Ala seemed to sigh. "It is very horrible. Yet I think that we are wrong to consider it so, for it is Nature."
Will recovered himself. The realm of disease had withdrawn to a memory. Around him the blackness seemed purified. But ahead he could see—or thought he saw—that other endless realm where dwell what we call the dead. Questions flooded him. Eo was there? Could they not go and see him? Could he—this Entity which had once been Eo—could he not still speak to them from beyond the borders of death?
Thone said, "We will approach it if you wish."
Unnameable time; and then Will found that they were there, hovering; and a realm, a place—a something he knew not what—lay spread above them. Earnestly he groped for it. Not with his physical hands; but with his senses. His thought went there and back. He thought he saw shapes up there. Hovering, glowing shapes in a great light space. And with futile, childish imagination he endowed them with beautiful, ethereal qualities; transfigured them into glowing human shapes of beauty and peace. And thought he saw them; and that they might speak to him. Or that perhaps, because Thone might be more than human, they might communicate with Thone, and thence to him.
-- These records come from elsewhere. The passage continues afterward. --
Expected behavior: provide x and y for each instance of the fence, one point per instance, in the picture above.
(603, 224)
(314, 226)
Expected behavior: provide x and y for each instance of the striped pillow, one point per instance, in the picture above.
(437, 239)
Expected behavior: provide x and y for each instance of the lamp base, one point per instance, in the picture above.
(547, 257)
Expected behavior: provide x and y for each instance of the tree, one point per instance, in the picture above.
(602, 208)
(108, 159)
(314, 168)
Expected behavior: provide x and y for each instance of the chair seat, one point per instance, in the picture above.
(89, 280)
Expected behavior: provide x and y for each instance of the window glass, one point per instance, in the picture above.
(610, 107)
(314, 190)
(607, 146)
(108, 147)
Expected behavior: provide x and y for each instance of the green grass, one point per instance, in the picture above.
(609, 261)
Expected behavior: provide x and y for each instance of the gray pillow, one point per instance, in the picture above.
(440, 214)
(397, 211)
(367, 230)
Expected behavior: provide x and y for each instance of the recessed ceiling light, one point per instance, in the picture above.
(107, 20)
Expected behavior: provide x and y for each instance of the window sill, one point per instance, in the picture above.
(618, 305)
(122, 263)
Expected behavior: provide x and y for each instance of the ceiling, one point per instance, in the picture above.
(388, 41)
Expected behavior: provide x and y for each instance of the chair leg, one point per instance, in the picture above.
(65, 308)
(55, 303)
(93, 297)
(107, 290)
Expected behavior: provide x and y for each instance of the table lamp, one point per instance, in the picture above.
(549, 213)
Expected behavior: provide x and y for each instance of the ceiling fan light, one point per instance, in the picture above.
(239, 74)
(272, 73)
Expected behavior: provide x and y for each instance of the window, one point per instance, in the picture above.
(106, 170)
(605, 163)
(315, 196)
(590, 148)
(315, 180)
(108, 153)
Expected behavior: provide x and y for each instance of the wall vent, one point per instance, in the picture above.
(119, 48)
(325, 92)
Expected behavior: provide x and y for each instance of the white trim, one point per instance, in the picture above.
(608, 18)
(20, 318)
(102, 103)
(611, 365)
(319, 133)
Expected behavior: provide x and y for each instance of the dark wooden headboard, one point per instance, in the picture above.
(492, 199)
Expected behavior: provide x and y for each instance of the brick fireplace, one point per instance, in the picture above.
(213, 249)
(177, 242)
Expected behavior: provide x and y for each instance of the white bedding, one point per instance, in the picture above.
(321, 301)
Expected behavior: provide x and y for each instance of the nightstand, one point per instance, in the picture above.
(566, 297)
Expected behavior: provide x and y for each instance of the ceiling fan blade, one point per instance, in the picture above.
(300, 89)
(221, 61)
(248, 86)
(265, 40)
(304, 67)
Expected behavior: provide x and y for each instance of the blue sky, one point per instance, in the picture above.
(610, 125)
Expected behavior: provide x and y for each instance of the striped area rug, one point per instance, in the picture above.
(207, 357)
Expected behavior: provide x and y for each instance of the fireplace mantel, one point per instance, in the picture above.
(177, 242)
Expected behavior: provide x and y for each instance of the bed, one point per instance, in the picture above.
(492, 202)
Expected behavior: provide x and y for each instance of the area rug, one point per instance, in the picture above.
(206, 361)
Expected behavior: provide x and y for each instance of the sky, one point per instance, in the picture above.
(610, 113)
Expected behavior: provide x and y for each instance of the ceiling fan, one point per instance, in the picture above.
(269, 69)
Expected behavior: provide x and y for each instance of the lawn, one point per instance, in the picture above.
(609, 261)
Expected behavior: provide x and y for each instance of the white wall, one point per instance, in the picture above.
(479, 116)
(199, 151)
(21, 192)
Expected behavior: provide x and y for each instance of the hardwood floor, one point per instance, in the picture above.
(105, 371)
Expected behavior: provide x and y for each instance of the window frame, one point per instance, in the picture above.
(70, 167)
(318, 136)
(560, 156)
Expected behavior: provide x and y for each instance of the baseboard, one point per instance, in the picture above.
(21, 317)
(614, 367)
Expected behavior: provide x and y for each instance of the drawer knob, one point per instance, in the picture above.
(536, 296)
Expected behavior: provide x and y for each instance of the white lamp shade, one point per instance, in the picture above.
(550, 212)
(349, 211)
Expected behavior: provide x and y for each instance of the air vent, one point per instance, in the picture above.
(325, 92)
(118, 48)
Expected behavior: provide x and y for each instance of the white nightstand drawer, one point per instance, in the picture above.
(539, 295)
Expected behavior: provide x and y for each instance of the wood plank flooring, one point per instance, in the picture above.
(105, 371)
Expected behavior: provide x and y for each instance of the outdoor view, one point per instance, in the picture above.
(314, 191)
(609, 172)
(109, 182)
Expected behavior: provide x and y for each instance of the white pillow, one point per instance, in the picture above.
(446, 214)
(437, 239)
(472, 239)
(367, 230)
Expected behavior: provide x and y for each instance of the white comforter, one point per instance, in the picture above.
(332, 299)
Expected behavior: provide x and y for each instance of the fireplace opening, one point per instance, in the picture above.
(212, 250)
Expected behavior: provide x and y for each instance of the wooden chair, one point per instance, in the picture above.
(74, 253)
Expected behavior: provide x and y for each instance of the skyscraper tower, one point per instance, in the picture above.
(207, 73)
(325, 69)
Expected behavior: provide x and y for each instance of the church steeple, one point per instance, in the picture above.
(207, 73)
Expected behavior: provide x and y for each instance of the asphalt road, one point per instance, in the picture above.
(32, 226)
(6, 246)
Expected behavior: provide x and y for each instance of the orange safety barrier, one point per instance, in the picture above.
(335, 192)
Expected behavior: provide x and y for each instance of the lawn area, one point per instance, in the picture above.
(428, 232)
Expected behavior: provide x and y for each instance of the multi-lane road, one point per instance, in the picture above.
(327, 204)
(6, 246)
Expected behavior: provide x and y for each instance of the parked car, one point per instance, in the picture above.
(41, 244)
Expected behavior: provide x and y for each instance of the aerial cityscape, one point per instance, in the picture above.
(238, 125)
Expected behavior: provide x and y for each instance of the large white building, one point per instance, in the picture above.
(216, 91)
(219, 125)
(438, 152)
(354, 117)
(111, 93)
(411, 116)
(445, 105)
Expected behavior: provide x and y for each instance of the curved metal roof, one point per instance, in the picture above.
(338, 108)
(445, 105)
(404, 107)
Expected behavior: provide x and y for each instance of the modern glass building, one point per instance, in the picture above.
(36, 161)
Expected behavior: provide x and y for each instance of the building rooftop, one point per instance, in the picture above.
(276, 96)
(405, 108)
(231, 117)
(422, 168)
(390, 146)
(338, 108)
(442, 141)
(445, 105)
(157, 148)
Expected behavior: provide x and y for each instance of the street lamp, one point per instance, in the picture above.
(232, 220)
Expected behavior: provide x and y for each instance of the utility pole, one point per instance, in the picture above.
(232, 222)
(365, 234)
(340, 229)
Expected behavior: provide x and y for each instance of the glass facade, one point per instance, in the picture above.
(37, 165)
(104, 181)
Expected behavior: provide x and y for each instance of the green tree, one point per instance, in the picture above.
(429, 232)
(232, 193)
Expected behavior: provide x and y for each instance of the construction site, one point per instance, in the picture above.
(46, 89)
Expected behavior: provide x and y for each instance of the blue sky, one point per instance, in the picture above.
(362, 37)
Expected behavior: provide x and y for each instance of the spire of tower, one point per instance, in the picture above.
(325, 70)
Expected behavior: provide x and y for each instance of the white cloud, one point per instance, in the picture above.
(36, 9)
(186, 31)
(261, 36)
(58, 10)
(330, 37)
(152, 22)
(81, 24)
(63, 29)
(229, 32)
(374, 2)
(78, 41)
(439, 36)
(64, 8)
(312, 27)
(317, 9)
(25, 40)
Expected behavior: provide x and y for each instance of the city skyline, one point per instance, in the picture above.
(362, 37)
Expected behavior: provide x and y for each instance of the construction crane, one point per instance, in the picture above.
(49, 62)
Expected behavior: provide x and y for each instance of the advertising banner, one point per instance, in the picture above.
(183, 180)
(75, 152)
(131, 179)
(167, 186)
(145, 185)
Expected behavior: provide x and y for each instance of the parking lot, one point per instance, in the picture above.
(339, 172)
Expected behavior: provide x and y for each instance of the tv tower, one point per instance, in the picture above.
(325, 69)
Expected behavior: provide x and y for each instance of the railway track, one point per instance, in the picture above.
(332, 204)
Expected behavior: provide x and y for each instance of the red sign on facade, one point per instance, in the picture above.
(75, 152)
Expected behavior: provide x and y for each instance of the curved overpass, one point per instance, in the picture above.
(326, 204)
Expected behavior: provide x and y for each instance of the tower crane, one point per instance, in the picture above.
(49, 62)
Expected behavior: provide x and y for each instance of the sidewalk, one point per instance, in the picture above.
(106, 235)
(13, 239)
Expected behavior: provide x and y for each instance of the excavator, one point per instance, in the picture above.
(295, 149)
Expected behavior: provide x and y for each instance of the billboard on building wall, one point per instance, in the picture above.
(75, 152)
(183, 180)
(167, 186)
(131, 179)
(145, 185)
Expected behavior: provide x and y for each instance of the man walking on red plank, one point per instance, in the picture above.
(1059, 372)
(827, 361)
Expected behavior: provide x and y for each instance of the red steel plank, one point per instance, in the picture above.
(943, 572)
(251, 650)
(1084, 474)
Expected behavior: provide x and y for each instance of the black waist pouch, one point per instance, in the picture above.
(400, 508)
And then he laughed. It was all so childish!
Thone said, "Eo is there, in the darkness and the light. You can think of him. Your thought will go there. And it will come back to you, fraught with what qualities your imagination may lend it. But nothing else."
"No," said Will, "nothing else. I understand that now."
CHAPTER XV
THE BIRTH OF A THOUGHT
They turned away in the void—away from the dark-light mystery of the realm of death, and drove themselves back to the Big-City. The search for Brutar's encampment was at the moment futile; they knew they could not reach it. And though Bee had escaped with Eo, she did not know whether I escaped or not.